Aquí todo el mundo aguanta el tipo como puede. Da igual que la situación personal esté al nivel de los moluscos univalvos, hay que disimular porque está mal visto pedir ayuda. ¿Qué estoy diciendo? Pues ni más ni menos que nos estamos convirtiendo en una sociedad autista en la que escondemos nuestros sentimientos y contenemos nuestras emociones porque no es de recibo llorar en el hombro de los demás y, sobre todo, porque como los demás no nos cuentan sus penas…¿Cómo vamos nosotros a contarles las nuestras?

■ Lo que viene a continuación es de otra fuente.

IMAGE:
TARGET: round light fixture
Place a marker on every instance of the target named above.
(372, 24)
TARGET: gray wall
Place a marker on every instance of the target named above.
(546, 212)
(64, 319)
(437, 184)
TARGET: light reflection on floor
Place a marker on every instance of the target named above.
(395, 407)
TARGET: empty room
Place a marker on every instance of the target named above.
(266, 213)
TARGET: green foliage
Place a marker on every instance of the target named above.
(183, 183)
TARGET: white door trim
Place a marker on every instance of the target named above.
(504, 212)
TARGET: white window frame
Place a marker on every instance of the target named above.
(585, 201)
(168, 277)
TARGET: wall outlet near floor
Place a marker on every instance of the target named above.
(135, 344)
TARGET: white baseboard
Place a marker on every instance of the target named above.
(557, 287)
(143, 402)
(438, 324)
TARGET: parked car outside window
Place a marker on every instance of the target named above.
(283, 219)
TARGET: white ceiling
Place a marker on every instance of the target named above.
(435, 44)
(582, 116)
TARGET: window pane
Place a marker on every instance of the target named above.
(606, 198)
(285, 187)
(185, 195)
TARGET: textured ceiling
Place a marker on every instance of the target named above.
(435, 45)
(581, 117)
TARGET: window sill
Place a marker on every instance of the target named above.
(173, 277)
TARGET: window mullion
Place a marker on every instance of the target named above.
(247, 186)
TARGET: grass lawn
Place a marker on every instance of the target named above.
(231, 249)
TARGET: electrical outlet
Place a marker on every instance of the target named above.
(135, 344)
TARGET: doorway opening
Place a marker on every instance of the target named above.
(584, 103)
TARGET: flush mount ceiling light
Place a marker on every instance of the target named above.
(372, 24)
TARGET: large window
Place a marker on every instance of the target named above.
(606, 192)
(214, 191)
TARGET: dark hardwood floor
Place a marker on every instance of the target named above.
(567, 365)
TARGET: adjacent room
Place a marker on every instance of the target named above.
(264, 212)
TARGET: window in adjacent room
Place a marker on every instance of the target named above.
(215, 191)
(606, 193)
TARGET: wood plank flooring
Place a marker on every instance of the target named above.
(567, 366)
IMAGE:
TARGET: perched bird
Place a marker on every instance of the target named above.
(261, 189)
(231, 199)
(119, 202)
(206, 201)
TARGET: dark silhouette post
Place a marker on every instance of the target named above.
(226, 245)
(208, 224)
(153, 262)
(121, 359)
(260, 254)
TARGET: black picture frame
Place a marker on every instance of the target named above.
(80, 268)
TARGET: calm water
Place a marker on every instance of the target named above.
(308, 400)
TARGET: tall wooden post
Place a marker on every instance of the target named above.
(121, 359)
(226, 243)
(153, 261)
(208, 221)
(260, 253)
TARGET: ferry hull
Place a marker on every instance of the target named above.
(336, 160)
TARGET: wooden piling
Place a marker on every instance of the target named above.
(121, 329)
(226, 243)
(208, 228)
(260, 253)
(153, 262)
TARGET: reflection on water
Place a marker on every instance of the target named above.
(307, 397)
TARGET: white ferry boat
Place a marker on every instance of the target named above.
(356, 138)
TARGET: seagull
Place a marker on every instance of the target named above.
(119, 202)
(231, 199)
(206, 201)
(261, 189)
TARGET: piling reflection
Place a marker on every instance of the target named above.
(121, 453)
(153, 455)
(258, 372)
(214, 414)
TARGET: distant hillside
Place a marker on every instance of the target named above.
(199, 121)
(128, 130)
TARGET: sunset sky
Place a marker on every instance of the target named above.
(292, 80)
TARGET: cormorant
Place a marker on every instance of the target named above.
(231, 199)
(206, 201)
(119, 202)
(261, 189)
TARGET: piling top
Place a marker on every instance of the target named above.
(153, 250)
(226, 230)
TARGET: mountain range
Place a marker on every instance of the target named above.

Supongamos –es un suponer- que a una persona no le llega el dinero para vivir porque se han visto recortados sus ingresos (y no así sus gastos fijos). ¿Va a decirle a su familia que no tiene ni para el bonobús? No. Simplemente irá andando a todos los sitios. ¿Va a pedir cien euros a sus amigos para pagar la cuenta de la luz? No. Simplemente dirá que no se encuentra bien y no puede salir al pintxo-pote de los jueves. La procesión va por dentro y el orgullo por fuera.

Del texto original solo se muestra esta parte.